Generates a docker image with latest pytorch. Baseimage needs to have appuser user, correct graphics divers to match torch build.

run example

docker run --user 1000 --name torch --gpus device=1 --cpuset-cpus="14-27" -v /mnt/Data/weights:/home/weights -v /mnt/Data/data:/home/data --network=host -it --rm xvdp/cuda1180-ubuntu2204_ssh_mamba_torch

Default entry point is bin/bash. Entry point can be redirected to python with --entrypoint python or jupyter.

It can also be started in bash and attached from a different console to jupyter, e.g.

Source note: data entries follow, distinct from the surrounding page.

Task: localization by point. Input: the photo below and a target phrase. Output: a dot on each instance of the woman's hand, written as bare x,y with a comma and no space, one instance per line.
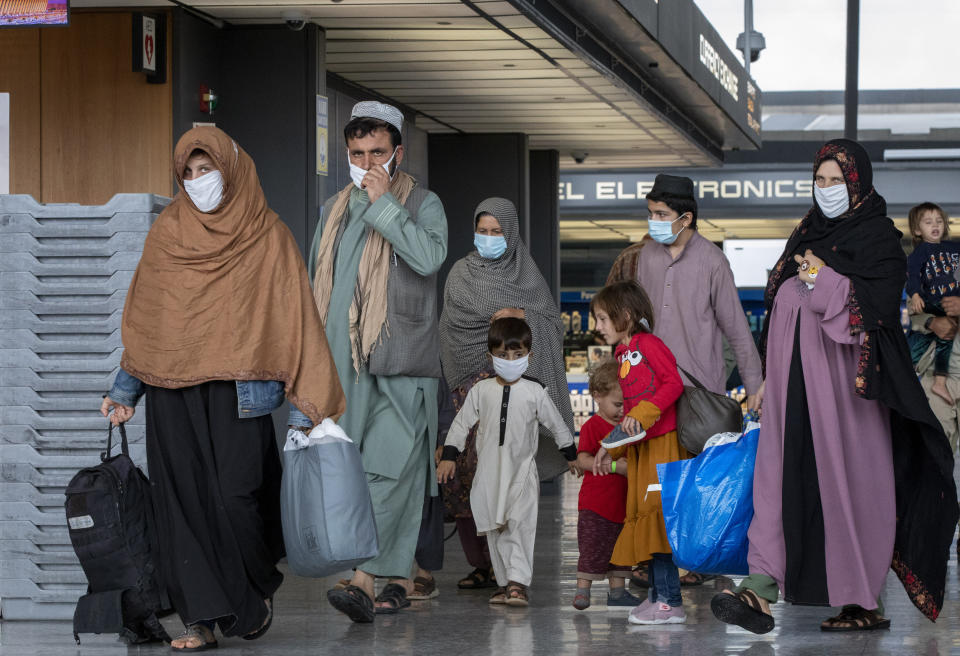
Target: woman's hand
121,413
621,467
755,400
808,266
445,471
951,305
516,313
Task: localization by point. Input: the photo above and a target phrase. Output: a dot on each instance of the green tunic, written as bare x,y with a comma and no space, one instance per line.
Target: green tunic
393,419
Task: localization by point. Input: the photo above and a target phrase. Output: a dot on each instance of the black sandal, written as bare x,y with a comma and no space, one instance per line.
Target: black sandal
352,602
393,594
855,618
202,633
517,594
266,623
478,578
742,609
693,579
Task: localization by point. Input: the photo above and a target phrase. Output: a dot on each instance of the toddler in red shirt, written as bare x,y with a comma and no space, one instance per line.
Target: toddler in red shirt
603,499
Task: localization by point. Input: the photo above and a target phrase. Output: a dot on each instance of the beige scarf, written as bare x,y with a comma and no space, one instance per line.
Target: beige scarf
224,295
368,310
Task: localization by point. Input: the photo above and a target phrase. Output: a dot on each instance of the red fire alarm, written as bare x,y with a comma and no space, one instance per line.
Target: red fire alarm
208,100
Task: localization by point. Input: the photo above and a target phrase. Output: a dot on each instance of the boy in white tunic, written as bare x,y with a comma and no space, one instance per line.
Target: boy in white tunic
506,488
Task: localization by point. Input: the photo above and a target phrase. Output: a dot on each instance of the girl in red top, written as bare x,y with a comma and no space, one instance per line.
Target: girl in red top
603,499
651,386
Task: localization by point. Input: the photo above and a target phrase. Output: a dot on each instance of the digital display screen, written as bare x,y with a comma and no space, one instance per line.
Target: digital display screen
34,12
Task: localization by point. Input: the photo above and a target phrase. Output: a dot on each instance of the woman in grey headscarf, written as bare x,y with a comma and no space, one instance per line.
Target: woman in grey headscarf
498,279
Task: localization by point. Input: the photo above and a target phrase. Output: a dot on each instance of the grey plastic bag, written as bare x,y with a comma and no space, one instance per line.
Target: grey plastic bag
328,521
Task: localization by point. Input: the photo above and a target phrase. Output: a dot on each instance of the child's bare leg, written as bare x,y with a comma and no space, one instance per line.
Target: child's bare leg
939,388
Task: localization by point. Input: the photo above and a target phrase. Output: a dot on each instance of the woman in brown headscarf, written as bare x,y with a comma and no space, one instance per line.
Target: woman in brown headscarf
219,322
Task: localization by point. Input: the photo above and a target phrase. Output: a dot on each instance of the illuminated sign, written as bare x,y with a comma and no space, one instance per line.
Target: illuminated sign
710,58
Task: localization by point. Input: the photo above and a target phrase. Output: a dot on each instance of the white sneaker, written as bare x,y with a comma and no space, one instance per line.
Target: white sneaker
657,613
618,437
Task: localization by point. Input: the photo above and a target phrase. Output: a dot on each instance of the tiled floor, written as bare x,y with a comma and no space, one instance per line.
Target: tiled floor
461,622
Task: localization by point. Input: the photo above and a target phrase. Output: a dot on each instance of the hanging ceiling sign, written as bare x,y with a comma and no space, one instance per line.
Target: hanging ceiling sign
738,189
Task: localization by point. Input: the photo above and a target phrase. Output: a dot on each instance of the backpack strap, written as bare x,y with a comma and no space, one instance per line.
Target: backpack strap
696,383
124,447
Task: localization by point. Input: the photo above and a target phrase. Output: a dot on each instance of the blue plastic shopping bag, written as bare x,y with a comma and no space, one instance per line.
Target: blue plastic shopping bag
708,505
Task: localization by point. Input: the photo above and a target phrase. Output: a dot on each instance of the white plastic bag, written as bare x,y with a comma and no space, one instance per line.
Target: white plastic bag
328,521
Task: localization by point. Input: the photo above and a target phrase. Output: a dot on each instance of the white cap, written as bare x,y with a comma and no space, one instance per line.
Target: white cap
378,110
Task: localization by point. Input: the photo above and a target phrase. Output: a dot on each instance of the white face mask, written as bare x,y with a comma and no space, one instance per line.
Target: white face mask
206,192
833,201
511,370
357,173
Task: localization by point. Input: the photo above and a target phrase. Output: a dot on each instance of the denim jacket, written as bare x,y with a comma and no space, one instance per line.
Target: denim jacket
255,398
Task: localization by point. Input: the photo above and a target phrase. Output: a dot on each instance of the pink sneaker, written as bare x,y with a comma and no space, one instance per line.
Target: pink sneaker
657,613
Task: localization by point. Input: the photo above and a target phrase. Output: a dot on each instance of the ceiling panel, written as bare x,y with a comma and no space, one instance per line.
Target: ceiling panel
447,61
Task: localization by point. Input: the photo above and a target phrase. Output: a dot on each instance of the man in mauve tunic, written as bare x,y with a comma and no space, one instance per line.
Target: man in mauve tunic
690,285
374,260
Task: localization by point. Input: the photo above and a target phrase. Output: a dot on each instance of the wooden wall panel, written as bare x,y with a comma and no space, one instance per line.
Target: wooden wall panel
105,129
20,77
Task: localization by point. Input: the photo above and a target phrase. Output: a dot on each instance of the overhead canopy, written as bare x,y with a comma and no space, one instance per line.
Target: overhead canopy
520,66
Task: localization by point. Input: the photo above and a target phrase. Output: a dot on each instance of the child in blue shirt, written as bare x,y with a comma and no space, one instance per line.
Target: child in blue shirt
932,274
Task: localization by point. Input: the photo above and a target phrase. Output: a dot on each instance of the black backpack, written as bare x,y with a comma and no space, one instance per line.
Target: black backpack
110,519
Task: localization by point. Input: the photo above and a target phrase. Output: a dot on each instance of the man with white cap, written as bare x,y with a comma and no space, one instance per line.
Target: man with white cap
373,262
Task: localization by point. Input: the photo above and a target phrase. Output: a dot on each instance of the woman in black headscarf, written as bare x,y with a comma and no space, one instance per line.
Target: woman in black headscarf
854,474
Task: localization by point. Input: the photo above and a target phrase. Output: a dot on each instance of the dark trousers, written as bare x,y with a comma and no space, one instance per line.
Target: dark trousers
215,480
920,342
474,546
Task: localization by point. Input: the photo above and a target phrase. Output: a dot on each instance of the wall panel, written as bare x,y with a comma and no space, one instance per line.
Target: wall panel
19,75
105,129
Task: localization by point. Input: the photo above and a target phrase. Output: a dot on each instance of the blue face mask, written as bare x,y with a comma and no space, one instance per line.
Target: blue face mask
490,246
662,231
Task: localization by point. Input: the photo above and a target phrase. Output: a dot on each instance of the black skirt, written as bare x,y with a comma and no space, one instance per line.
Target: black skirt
215,480
805,579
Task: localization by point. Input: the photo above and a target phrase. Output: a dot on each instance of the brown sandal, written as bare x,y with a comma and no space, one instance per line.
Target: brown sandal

jupyter docker exec -it torch jupyter notebook --allow-root -y --no-browser --ip=0.0.0.0 --port=32778


sandbox images

./images/diffuse

Diffusion playground. Incipient, only 2 recent projects added.

fork -> https://github.com/xvdp/wuerstchen/tree/xdev

fork -> https://github.com/xvdp/IADB

docker run --user 1000 --name d --gpus device=0 --cpuset-cpus="28-41" -v /mnt/Data/weights:/home/weights -v /mnt/Data/data:/home/data -v /mnt/Data/results:/home/results --network=host -it --rm xvdp/cuda1180-ubuntu2204_ssh_mamba_torch_diffuse


./images/lang

Language models playground

dockerrun --user 1000 --name lang --gpus all --cache /mnt/Data/weights:/home/weights -v /mnt/Data/data:/home/data -v /mnt/Data/results:/home/results --network=host -it --rm xvdp/cuda1180-ubuntu2204_ssh_mamba_torch_lang

whisper

Radford Robust Speech Recognition via Large-Scale Weak Supervision. Project and weights opensourced at https://github.com/openai/whisper

Build and run e.g. whisper myaudio.wav --model medium -o ~/results/whisper -f "srt".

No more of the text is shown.